Arrivé à destination, il posa son vélo contre la façade et passa les portes automatiques.

 

Les baleines à bosses poussaient des cliquètements de plus en plus impatients. Elles avaient suivi Drake vers les côtes et nageaient à la surface en attendant le retour de l’hybride. Ce dernier leur avait dit de ne pas approcher une nouvelle fois des hauts fonds, et était parti seul vers la plage afin de trouver l’humain que les mammifères voulaient rencontrer.

Drake était arrivé près de la plage principale, déserte en ce jour. Il se demanda d’ailleurs un instant pourquoi personne n’était là jusqu’à ce qu’il remarque un drapeau rouge flotter dans le vent. Il haussa un sourcil, guetta le ciel –aucun nuage. Le vent était léger. Rien de dangereux, donc.

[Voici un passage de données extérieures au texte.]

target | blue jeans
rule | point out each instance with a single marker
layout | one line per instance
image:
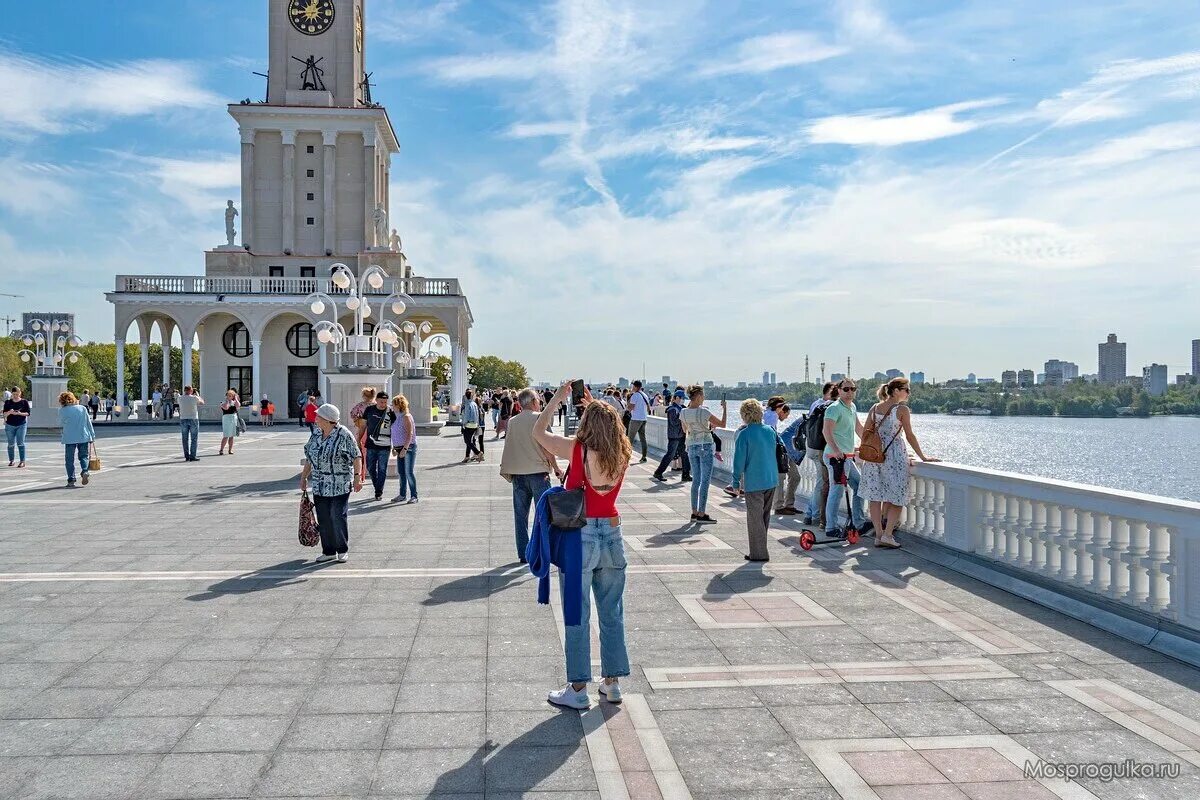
(190, 432)
(16, 437)
(76, 451)
(604, 573)
(816, 501)
(377, 467)
(835, 494)
(406, 468)
(526, 489)
(701, 457)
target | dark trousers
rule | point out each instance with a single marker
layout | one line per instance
(526, 491)
(676, 449)
(377, 467)
(469, 435)
(333, 517)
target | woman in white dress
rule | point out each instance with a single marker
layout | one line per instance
(886, 486)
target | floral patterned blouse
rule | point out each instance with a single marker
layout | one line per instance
(333, 462)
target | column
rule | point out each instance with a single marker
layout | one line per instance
(457, 371)
(166, 329)
(120, 378)
(369, 192)
(256, 364)
(144, 346)
(329, 138)
(247, 185)
(289, 190)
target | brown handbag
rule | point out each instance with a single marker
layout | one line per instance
(871, 449)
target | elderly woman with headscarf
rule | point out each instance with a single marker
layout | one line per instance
(334, 468)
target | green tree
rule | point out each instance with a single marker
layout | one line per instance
(491, 372)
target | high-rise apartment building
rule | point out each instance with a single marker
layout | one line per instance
(1153, 379)
(1111, 360)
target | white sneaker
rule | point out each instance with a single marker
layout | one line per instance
(611, 691)
(569, 698)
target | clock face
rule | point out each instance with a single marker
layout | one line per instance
(311, 17)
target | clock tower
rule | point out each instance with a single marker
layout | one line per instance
(316, 157)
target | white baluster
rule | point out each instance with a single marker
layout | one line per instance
(1135, 564)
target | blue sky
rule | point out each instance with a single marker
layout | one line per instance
(712, 188)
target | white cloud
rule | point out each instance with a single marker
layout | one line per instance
(887, 130)
(43, 96)
(774, 52)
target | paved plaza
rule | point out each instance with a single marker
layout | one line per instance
(162, 635)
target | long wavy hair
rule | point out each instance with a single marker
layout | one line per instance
(601, 432)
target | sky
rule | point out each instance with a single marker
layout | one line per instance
(706, 188)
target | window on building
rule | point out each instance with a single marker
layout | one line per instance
(301, 341)
(241, 380)
(237, 341)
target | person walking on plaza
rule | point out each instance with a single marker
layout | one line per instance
(77, 435)
(789, 481)
(697, 426)
(471, 421)
(190, 421)
(841, 425)
(755, 467)
(526, 465)
(229, 409)
(639, 410)
(885, 486)
(359, 408)
(16, 423)
(376, 438)
(334, 469)
(599, 456)
(676, 443)
(403, 444)
(814, 452)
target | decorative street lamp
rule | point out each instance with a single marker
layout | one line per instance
(49, 342)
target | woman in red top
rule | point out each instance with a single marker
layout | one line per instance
(599, 453)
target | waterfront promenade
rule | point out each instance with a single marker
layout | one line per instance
(162, 635)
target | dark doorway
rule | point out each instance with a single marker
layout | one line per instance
(300, 379)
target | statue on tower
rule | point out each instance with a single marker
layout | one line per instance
(231, 212)
(381, 221)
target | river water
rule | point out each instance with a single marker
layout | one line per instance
(1159, 455)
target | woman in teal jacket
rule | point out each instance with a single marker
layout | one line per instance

Intrigué, il plongea à un angle proche des quatre-vingt-dix degrés, dévoilant un instant sa caudale à la surface. Une fois au fond, il dressa ses membranes auditives et écouta attentivement les environs. Il ignora les baleines à bosses qui se trouvaient à un kilomètre de là et repéra alors le bruit d’un lourd objet qui tombe à l’eau.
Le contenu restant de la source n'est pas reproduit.